🤖 AI Summary
This work addresses the challenge of validating system resilience in mobile applications, where traditional chaos engineering struggles due to the combinatorial explosion of user journeys, geographic variability, and backend failure modes. We present the first AI-driven, large-scale mobile chaos testing framework, which integrates DragonCrawl—an LLM-powered automated traversal tool—with uHavoc, a service-level fault injection system. This approach enables adaptive exploration and automated testing of critical user flows under realistic backend degradation scenarios, eliminating the need for manually authored test cases. It effectively uncovers mobile-specific crashes and dependency violations that surface only on-device.
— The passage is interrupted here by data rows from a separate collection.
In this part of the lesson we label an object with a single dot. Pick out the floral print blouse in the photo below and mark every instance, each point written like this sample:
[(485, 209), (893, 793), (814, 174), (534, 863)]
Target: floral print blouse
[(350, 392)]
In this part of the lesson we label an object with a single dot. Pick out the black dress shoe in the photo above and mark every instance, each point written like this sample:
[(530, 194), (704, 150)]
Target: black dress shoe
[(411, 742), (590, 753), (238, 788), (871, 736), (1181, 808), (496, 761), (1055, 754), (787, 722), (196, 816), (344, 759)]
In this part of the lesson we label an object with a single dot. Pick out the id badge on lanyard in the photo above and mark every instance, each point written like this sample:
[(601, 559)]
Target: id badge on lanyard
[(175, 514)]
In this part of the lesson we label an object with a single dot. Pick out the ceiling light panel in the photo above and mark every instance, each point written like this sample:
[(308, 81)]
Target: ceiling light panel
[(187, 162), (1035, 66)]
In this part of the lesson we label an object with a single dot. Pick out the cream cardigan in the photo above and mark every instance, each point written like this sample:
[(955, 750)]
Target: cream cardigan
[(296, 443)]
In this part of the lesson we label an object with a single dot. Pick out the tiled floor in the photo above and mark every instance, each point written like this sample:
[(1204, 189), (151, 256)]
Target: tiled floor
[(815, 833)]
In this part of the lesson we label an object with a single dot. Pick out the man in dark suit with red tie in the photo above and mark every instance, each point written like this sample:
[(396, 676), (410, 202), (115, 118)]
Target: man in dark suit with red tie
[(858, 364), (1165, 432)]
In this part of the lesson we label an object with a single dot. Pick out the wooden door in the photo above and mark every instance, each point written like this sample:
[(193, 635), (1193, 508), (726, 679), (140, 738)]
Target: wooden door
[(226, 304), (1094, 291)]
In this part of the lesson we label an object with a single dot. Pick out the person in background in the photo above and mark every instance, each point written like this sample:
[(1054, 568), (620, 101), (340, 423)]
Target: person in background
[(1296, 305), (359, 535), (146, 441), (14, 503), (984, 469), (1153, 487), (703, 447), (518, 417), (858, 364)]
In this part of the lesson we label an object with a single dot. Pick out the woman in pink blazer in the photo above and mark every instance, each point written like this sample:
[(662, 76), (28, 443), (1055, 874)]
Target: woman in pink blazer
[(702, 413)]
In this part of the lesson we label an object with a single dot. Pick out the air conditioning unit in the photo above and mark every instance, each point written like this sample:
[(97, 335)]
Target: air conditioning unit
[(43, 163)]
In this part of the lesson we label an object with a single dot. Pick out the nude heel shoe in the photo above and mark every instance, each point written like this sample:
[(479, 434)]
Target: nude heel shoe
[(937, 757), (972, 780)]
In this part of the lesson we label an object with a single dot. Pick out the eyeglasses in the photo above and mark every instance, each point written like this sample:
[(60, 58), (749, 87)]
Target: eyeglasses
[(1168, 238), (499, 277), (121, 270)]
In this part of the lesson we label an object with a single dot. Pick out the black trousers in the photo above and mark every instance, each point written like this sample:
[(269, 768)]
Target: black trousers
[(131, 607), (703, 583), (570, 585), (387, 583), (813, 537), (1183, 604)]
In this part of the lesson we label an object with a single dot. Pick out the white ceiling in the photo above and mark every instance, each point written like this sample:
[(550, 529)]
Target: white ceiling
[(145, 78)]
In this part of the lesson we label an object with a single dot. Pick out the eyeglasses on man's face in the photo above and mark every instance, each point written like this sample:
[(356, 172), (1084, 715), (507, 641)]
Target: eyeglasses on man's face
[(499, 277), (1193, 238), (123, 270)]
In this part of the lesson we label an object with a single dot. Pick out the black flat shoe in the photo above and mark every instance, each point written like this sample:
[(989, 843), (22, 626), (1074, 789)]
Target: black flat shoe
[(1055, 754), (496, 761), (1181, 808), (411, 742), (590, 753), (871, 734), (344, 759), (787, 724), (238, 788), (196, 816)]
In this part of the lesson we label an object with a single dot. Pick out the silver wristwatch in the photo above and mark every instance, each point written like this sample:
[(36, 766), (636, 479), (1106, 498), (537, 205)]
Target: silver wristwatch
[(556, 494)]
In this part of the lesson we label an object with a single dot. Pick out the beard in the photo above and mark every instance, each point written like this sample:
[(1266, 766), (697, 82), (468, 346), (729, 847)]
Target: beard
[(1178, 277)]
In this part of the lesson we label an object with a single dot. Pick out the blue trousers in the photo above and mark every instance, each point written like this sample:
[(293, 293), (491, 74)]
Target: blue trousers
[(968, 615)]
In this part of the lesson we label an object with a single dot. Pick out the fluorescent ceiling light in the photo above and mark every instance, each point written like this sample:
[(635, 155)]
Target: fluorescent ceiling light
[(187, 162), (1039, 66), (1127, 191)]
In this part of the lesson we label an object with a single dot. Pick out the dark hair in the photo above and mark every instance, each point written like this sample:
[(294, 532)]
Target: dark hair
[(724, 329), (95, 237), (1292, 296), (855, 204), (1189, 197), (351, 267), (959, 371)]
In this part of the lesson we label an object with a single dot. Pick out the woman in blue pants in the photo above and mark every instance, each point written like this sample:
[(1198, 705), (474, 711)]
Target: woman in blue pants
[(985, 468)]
Deployed across Uber’s three core applications since Q1 2024, the framework has executed over 180,000 tests covering 47 key user journeys, identifying 23 resilience risks—including 12 critical functional blockers—with a root-cause localization precision of 88% (Precision@5) and 99% test reliability.
📝 Abstract
Mobile applications in large-scale distributed systems are susceptible to backend service failures, yet traditional chaos engineering approaches cannot scale mobile testing due to the combinatorial explosion of flows, locations, and failure scenarios that need validation. We present an automated mobile chaos testing system that integrates DragonCrawl, an LLM-based mobile testing platform, with uHavoc, a service-level fault injection system. The key insight is that adaptive AI-driven test execution can navigate mobile applications under degraded backend conditions, eliminating the need to manually write test cases for each combination of user flow, city, and failure type. Since Q1 2024, our system has executed over 180,000 automated chaos tests across 47 critical flows in Uber's Rider, Driver, and Eats applications, representing approximately 39,000 hours of manual testing effort that would be impractical at this scale. We identified 23 resilience risks, with 70% being architectural dependency violations where non-critical service failures degraded core user flows. Twelve issues were severe enough to prevent trip requests or food orders. Two caused application crashes detectable only through mobile chaos testing, not backend testing alone. Automated root cause analysis reduced debugging time from hours to minutes, achieving 88% precision@5 in attributing mobile failures to specific backend services. This paper presents the system design, evaluates its performance under fault injection (maintaining 99% test reliability), and reports operational experience demonstrating that continuous mobile resilience validation is achievable at production scale.